Au premier trimestre 2026, les salons français envoient un signal contrasté. L’offre progresse, les exposants restent présents, les surfaces occupées augmentent, mais la fréquentation globale recule nettement. Derrière ce paradoxe, une fracture se dessine : les salons professionnels résistent mieux, tandis que les événements grand public doivent composer avec des visiteurs plus sélectifs.
Selon le baromètre trimestriel de l’UNIMEV, publié en mai 2026, le nombre d’exposants progresse de 3,6 % et les surfaces nettes occupées augmentent de 5,8 % au premier trimestre. En revanche, la fréquentation totale recule de 12 %. Autrement dit, les entreprises continuent d’investir dans les salons, mais les visiteurs ne se déplacent plus avec la même intensité.
Un marché événementiel à deux vitesses
Ces chiffres montrent que le marché des salons n’est pas simplement en baisse. Il est surtout en transformation.
D’un côté, les exposants continuent de voir les salons comme un outil utile pour développer leur visibilité, rencontrer des prospects, générer des contacts et entretenir leur réseau. De l’autre, les visiteurs arbitrent davantage leurs déplacements. Ils choisissent moins par habitude et davantage en fonction de la valeur réelle de l’événement.
C’est probablement le principal enseignement de ce début d’année : la présence physique reste importante, mais elle doit désormais être justifiée par une expérience plus claire, plus utile et plus ciblée.
Les salons professionnels restent solides
Le segment B2B confirme sa résistance. Sur les salons professionnels, le nombre de visiteurs progresse légèrement de 0,2 %, le nombre d’exposants augmente de 0,8 %, et les surfaces nettes progressent de 8,4 %. La hausse n’est pas spectaculaire côté visiteurs, mais elle montre que les événements professionnels conservent leur rôle dans la prospection, le networking et le développement commercial.
Les salons à dimension internationale affichent même une dynamique plus nette : +13,6 % d’exposants, +10,3 % de surfaces nettes et +2,7 % de visites. Ce segment semble mieux résister parce qu’il répond à une intention plus forte : rencontrer des partenaires, découvrir un marché, signer des contacts, repérer des innovations ou accélérer une stratégie commerciale.
Pour les organisateurs, c’est un signal important. Les salons professionnels ne disparaissent pas. Ils doivent simplement devenir plus utiles, plus lisibles et plus orientés performance.
Le grand public devient plus difficile à convaincre
À l’inverse, les événements grand public connaissent un recul plus marqué. Le nombre d’exposants baisse de 4,9 %, les surfaces nettes reculent de 4 %, et la fréquentation chute de 15,1 %. Cette baisse s’explique en partie par le recul du visitorat du Salon International de l’Agriculture, qui pèse fortement dans les statistiques du premier trimestre.
Mais au-delà de cet effet conjoncturel, le signal est plus profond. Le public choisit davantage ses sorties. Se déplacer sur un salon implique du temps, un budget, parfois un transport, et une vraie motivation. Les événements grand public doivent donc donner une raison plus forte de venir. Cela passe par des formats plus expérientiels, des animations plus visibles, une promesse plus claire, un parcours visiteur mieux pensé et une programmation capable de créer de l’envie avant même l’ouverture des portes.

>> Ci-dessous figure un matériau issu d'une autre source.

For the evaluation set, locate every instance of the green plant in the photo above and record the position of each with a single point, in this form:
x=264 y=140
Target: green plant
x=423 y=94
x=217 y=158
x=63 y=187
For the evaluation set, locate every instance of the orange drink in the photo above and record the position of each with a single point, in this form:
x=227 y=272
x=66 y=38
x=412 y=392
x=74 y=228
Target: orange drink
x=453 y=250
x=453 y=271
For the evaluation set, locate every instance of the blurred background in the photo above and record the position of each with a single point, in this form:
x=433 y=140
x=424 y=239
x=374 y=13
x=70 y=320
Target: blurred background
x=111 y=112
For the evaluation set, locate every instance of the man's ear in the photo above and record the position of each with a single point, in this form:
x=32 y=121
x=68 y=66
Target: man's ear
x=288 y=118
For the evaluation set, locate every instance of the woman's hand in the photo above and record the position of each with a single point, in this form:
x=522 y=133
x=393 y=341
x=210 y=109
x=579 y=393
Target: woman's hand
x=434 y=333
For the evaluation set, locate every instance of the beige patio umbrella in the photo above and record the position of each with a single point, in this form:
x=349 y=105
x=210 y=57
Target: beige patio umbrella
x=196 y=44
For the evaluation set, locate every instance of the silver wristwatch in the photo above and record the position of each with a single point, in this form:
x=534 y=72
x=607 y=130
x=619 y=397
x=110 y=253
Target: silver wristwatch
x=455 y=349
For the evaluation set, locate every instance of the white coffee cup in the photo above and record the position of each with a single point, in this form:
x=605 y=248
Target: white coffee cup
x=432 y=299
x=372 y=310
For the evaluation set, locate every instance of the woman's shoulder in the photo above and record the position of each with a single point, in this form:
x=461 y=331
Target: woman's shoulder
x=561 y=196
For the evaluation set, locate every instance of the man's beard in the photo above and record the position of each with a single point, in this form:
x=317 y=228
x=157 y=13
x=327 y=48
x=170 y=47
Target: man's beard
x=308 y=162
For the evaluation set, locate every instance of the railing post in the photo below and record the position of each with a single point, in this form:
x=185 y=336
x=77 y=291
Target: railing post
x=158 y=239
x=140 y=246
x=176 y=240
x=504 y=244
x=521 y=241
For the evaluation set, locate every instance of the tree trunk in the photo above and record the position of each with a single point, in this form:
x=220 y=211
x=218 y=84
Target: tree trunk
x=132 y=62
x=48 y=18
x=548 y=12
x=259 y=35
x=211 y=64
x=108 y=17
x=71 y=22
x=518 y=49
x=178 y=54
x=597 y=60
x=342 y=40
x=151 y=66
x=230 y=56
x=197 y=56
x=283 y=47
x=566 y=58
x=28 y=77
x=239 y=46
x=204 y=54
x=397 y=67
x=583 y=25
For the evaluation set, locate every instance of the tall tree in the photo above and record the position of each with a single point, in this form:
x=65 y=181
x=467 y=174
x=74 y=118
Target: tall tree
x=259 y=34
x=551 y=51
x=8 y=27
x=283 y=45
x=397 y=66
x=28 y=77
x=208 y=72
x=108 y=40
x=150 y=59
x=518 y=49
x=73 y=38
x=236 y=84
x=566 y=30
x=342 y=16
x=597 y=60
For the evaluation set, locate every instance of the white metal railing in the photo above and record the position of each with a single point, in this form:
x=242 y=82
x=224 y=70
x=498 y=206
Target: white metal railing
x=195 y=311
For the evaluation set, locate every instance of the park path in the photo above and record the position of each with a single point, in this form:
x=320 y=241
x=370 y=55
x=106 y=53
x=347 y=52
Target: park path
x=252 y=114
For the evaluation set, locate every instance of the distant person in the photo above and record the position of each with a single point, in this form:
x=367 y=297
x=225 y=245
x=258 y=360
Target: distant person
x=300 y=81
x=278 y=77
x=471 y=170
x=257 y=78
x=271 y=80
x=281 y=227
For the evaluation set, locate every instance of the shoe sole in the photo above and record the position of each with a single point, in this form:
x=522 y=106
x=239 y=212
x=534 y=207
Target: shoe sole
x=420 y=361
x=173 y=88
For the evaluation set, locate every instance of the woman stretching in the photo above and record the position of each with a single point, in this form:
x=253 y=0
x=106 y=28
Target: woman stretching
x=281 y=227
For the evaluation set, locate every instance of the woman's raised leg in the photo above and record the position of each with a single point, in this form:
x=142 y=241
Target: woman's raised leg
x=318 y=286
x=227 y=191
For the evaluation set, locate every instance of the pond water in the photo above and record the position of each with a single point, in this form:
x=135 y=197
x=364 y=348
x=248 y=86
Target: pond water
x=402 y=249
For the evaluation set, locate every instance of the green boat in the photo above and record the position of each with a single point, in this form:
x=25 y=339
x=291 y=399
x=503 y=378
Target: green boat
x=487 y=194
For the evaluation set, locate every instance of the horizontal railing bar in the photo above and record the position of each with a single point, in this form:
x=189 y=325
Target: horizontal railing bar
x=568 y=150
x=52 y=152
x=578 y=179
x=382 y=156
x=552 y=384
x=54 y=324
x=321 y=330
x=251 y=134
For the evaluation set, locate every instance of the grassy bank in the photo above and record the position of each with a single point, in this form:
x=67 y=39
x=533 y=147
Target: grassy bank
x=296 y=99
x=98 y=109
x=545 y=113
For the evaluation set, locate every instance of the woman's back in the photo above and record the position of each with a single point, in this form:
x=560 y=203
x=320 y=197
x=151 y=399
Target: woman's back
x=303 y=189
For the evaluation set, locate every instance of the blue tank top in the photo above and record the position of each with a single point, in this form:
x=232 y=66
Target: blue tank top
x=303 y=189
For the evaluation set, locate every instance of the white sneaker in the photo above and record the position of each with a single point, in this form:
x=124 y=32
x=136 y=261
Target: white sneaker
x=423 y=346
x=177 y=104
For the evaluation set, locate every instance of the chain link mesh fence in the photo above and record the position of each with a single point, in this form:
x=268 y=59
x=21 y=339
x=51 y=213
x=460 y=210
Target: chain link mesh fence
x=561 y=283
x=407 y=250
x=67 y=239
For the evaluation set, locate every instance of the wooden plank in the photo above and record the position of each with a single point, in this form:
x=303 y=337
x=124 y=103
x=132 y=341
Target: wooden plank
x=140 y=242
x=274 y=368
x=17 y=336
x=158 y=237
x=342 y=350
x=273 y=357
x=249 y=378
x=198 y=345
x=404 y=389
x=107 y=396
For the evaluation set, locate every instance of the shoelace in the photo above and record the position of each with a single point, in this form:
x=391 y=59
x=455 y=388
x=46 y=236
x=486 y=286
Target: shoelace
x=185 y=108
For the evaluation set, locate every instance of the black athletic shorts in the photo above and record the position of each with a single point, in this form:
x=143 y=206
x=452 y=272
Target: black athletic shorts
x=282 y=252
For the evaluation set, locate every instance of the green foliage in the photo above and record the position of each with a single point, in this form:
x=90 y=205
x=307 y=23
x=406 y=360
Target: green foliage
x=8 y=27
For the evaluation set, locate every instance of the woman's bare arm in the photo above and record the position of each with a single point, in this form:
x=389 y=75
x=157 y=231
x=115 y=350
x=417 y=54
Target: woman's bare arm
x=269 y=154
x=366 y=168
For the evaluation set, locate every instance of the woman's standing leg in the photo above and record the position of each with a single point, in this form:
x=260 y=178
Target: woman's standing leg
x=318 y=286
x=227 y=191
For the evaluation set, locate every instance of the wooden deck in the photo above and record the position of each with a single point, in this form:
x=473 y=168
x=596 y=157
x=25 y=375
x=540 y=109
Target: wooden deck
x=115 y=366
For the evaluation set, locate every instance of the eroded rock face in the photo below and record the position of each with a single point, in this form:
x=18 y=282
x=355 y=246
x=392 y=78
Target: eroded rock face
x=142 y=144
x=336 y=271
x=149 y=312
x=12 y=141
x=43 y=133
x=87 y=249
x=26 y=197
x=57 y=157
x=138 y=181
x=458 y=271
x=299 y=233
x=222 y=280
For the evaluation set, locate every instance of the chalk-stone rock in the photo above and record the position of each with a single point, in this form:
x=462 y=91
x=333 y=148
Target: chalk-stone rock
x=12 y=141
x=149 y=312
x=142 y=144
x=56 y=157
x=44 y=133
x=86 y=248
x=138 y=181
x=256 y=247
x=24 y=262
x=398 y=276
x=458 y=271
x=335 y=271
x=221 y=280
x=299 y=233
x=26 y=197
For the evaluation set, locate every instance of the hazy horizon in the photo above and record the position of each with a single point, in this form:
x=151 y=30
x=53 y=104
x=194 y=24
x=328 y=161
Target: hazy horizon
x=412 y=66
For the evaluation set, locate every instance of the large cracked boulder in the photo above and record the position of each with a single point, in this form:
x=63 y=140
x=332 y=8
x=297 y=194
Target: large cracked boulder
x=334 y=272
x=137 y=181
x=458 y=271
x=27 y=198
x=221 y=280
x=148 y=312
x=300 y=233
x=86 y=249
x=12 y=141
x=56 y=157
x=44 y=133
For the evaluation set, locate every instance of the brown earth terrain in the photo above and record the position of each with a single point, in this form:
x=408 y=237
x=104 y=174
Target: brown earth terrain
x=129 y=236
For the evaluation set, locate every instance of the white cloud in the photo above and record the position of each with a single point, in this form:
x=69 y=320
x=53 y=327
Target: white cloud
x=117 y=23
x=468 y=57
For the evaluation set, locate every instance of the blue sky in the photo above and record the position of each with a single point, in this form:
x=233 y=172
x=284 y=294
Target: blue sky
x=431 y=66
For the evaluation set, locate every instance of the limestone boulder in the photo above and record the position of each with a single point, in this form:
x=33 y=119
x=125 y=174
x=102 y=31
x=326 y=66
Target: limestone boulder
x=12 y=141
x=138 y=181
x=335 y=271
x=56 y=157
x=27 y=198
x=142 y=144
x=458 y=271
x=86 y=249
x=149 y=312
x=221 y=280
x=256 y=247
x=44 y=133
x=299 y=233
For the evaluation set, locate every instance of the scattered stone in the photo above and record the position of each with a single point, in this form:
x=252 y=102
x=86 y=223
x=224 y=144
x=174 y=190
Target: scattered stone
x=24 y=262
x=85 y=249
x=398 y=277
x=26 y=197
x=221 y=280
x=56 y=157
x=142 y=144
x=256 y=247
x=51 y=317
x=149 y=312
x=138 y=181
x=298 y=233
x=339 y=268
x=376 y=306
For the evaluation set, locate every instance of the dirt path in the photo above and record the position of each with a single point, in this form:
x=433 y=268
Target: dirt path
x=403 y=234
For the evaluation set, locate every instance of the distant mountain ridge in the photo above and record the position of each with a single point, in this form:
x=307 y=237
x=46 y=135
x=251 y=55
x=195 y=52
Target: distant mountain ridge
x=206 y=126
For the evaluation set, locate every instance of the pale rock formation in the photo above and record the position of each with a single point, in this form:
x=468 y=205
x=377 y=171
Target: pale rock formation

L’Île-de-France reste moteur, les régions décrochent
Le baromètre montre aussi un écart territorial important. L’Île-de-France continue de tirer le marché, avec +11,1 % d’exposants et +10,6 % de surfaces nettes, malgré un léger recul des visites de 2 %. Les régions sont plus fragilisées, avec une baisse des exposants de 4 % et une fréquentation en recul de 18,8 %.
Ce décrochage pose une vraie question pour la filière : comment renforcer l’attractivité des salons en dehors des grands pôles ? Pour les événements régionaux, la réponse ne peut pas seulement être quantitative. Il ne suffit plus d’ajouter des stands. Il faut travailler le positionnement, la programmation, la communauté locale, les partenariats économiques et l’expérience sur place.
Ce que cela change pour les organisateurs et les marques
La grande leçon du T1 2026 est simple : un salon ne peut plus se contenter d’être un espace d’exposition. Il doit devenir un outil d’engagement. Pour les organisateurs, cela signifie qu’il faut vendre autre chose que des mètres carrés. Il faut vendre une audience qualifiée, une expérience, une promesse de rencontres utiles et un environnement propice aux affaires.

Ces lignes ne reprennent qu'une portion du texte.